Getting started with Melusine

Let's run emergency detection with Melusine:

Load a fake email dataset
Load a demonstration pipeline
Run the pipeline
- Apply email cleaning transformations
- Apply emergency detection

Input data

Email datasets typically contain information about:

Email sender
Email recipients
Email subject/header
Email body
Attachments data

The present tutorial only makes use of the body and header data.

	body	header
0	This is an ëmèrgénçy	Help
1	How is life ?	Hey !
2	Urgent update about Mr. Annoying	Latest news
3	Please call me now	URGENT

Code

A typical code for a melusine-based application looks like this:

from melusine.data import load_email_data
from melusine.pipeline import MelusinePipeline

# Load an email dataset
df = load_email_data()

# Load a pipeline
pipeline = MelusinePipeline.from_config("demo_pipeline")  This tutorial uses one of the default pipeline configuration demo_pipeline. Melusine users will typically define their own pipeline configuration.
   See more in the Configurations tutorial


# Run the pipeline
df = pipeline.transform(df)

Output Data

The pipeline created extra columns in the dataset. Some columns are temporary variables required by detectors (ex: normalized_body) and some are detection results with direct business value (ex: emergency_result).

	body	header	normalized_body	emergency_result
0	This is an ëmèrgénçy	Help	This is an emergency	True
1	How is life ?	Hey !	How is life ?	False
2	Urgent update about Mr. Annoying	Latest news	Urgent update about Mr. Annoying	False
3	Please call me now	URGENT	Please call me now	True

Pipeline Steps

Illustration of the pipeline used in the present tutorial:

Cleaner: Cleaning transformations such as uniformization of line breaks (\r\n -> \n).
Normalizer: Text normalisation to delete/replace non utf8 characters (éöà -> eoa).
EmergencyDetector: Detection of urgent emails.

Info

This demonstration pipeline is kept minimal but typical pipelines include more complex preprocessing and a variety of detectors. For example, pipelines may contain:

Email Segmentation : Split email conversation into unitary messages
ContentTagging : Associate tags (SIGNATURE, FOOTER, BODY) to parts of messages
Appointment detection : For exemple, detect "construction work will take place on 01/01/2024" as an appointment email.
More on preprocessing in the MelusineTransformers tutorial
More on detectors in the MelusineDetector tutorial

Debug Mode

End users typically want to know what lead melusine to a specific detection result.
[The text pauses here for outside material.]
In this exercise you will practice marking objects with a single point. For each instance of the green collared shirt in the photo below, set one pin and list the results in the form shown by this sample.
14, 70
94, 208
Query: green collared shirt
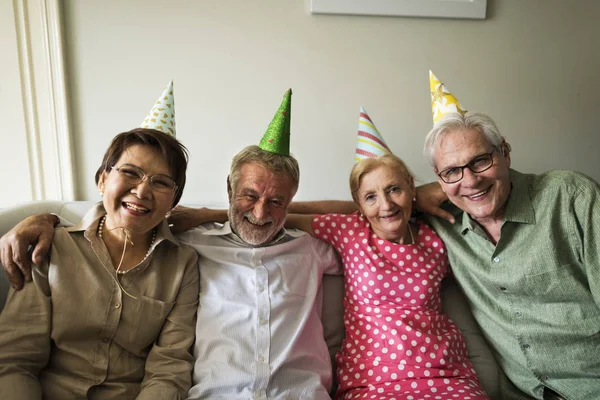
536, 293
The debug mode generates additional explainability info.

from melusine.data import load_email_data
from melusine.pipeline import MelusinePipeline

# Load an email dataset
df = load_email_data()

# Activate debug mode
df.debug = True

# Load the default pipeline
pipeline = MelusinePipeline.from_config("demo_pipeline")

# Run the pipeline
df = pipeline.transform(df)

A new column debug_emergency is created.

	...	emergency_result	debug_emergency
0	...	True	[details_below]
1	...	False	[details_below]
2	...	False	[details_below]
3	...	True	[details_below]

Inspecting the debug data gives a lot of info:

text: Effective text considered for detection.
EmergencyRegex: melusine used an EmergencyRegex object to run detection.
match_result: The EmergencyRegex did not match the text.
positive_match_data: The EmergencyRegex matched positively the text pattern "Urgent" (Required condition).
negative_match_data: The EmergencyRegex matched negatively the text pattern "Mr. Annoying" (Forbidden condition).
BLACKLIST: Detection groups can be defined to easily link a matching pattern to the corresponding regex. DEFAULT is used if no detection group is specified.

# print(df.iloc[2]["debug_emergency"])
{
  'text': 'Latest news\nUrgent update about Mr. Annoying'},
  'EmergencyRegex': {
    'match_result': False,
    'negative_match_data': {
      'BLACKLIST': [
        {'match_text': 'Mr. Annoying', 'start': 32, 'stop': 44}
      ]},
    'neutral_match_data': {},
    'positive_match_data': {
      'DEFAULT': [
        {'match_text': 'Urgent', 'start': 12, 'stop': 18}
      ]
    }
  }